第十一幕 60 『天空の地』
全員が揃ったところで、改めて周囲を見渡して見る。
まるで楽園と言った雰囲気で、魔物が現れるようなところには見えない。
「ねぇ、ミロン?ここはどう言うところなの?」
相変わらずミーティアの頭の上に陣取っているミロンに聞いてみる。
これまで、どの階層も一筋縄ではいかなかった。
見た目は穏やかな雰囲気だが、この階層も厄介な試練が待ち受けているに違いない。
そう、思ったのだが……ミロンの答えは意外なものだった。
「この階層はボス戦だけです。長いダンジョン攻略で疲れた身体と心を、この美しい世界で存分に癒やしてから挑むと良いでしょう」
「へ?そうなの?」
思ってもみなかった答えに、思わず間の抜けた声で聞き返してしまう。
「なんだか拍子抜けですわね」
「いやいやいや。良いじゃないですか、余計な手間が省けるのなら」
「だが、ボス戦はあるんだろう?それ自体が厄介な試練だと言うことだろう」
「まぁ、そうだろうね」
むしろ下手な小細工が無い分、今までで一番厄介なのかもしれない。
「でも、何処に向かえばいいんスか?」
「確かに……一面の草原だから、目的地が分からないですね」
う〜ん……確かに。
周りを見渡しても、何か変わったものがあるわけでもない。
「まぁここに居たってしょうがないから、取り敢えず探索を始めてみましょうか」
何も目印がない場所を闇雲に探索するのは危険ではあるが、そこはロウエンさんやケイトリンの感覚が頼りになる。
そして私達は第79階層の探索をはじめるのだが……
30分ほど歩いていくと変化が現れた。
「うわ〜……」
「おぉ……」
あまりの光景に、ただただ感嘆の声が漏れ出る。
私達の目の前には、何もなかった。
文字通りの意味で。
いま私達が立っている地面は、その数メートル先でバッサリ切り取ったかのように途切れており、その先にはただ何もない空間が広がるのみ。
端から眼下を見下ろしても、何も見えない。
地面も海面も確認できないのだ。
最初は、ここは高地で断崖になってるのかとも思ったのだが、どうもこれは……
「空に浮かんでいる……?」
そう、見える。
「これまでも特異ではあったけど、これは更に不思議度合いが増してますね〜」
「……取りあえずは陸地の縁に沿って周ってみるか?」
「うん、そうだね。

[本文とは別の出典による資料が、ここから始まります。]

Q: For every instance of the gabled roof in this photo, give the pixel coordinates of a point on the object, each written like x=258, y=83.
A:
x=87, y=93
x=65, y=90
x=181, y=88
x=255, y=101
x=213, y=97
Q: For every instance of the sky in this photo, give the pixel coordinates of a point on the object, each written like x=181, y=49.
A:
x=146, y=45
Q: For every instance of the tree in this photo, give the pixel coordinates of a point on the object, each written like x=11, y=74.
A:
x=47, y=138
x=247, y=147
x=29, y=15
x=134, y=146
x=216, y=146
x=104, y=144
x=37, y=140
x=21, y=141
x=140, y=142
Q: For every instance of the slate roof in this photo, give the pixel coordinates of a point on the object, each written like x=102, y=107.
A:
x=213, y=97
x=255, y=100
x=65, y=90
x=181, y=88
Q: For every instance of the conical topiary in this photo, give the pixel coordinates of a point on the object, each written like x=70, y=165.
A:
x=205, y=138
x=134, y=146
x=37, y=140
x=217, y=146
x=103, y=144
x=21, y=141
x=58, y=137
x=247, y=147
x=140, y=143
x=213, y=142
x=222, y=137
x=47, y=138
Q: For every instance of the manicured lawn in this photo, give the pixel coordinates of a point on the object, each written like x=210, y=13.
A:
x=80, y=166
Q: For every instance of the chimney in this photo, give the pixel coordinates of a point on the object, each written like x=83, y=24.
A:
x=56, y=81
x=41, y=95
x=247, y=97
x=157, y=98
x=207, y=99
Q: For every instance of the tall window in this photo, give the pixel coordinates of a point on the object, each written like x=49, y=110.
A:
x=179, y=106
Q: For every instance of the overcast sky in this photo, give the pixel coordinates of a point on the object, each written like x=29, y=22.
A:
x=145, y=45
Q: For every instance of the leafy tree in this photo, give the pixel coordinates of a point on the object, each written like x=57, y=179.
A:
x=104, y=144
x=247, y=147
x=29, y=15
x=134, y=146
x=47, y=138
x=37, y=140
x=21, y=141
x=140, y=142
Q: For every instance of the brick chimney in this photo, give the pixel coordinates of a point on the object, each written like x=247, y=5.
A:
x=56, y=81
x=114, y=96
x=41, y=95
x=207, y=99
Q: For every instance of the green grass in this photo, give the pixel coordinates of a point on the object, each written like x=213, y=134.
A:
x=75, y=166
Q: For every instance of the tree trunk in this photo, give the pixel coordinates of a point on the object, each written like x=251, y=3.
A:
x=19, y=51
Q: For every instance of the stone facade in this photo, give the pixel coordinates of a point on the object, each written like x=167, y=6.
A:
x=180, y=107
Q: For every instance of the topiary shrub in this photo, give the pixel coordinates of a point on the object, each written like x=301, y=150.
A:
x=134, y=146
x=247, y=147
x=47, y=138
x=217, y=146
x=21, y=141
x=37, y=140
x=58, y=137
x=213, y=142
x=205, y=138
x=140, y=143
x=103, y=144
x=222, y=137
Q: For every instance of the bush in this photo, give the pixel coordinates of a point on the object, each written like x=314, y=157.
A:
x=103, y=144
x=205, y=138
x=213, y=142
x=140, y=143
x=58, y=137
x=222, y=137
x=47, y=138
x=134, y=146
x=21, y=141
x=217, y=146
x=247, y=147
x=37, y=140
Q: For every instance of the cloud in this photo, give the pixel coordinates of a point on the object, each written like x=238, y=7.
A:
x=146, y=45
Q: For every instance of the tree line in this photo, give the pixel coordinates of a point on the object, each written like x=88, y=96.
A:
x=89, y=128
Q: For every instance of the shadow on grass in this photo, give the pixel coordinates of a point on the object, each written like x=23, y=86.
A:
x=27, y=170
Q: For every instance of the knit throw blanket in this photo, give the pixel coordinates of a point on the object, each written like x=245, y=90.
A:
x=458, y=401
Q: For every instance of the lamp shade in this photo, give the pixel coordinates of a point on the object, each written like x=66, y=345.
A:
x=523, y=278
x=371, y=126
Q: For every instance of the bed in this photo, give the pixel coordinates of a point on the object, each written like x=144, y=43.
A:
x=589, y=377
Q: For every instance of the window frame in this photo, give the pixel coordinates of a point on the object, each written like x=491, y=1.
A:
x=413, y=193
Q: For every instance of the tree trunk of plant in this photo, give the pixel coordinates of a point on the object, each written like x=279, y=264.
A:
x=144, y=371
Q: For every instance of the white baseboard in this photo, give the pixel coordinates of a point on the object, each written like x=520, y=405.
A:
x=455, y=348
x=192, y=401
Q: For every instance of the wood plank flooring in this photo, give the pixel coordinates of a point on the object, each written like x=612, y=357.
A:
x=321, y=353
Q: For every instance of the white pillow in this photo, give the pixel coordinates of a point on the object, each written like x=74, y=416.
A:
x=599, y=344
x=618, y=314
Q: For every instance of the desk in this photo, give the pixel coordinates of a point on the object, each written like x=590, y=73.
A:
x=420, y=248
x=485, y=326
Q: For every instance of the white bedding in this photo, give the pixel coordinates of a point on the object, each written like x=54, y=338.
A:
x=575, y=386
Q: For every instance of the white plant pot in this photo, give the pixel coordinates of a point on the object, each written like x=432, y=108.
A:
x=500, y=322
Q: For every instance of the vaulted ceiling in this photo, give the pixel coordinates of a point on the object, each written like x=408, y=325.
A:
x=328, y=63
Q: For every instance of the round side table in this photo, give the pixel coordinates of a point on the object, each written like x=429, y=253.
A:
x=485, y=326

ボス戦だけだってことだし、どこかにその舞台があるんでしょう」
と言う事で探索を再開する。
陸地の縁を確認しながら……でも、あまり端っこを歩くと怖いので、十分陸地の内側を歩いていく。
最初のうちこそ、ミロンが言った通り美しい草原の光景を楽しんでいたが、代わり映えしない景色でもあるので早々に飽きてしまった。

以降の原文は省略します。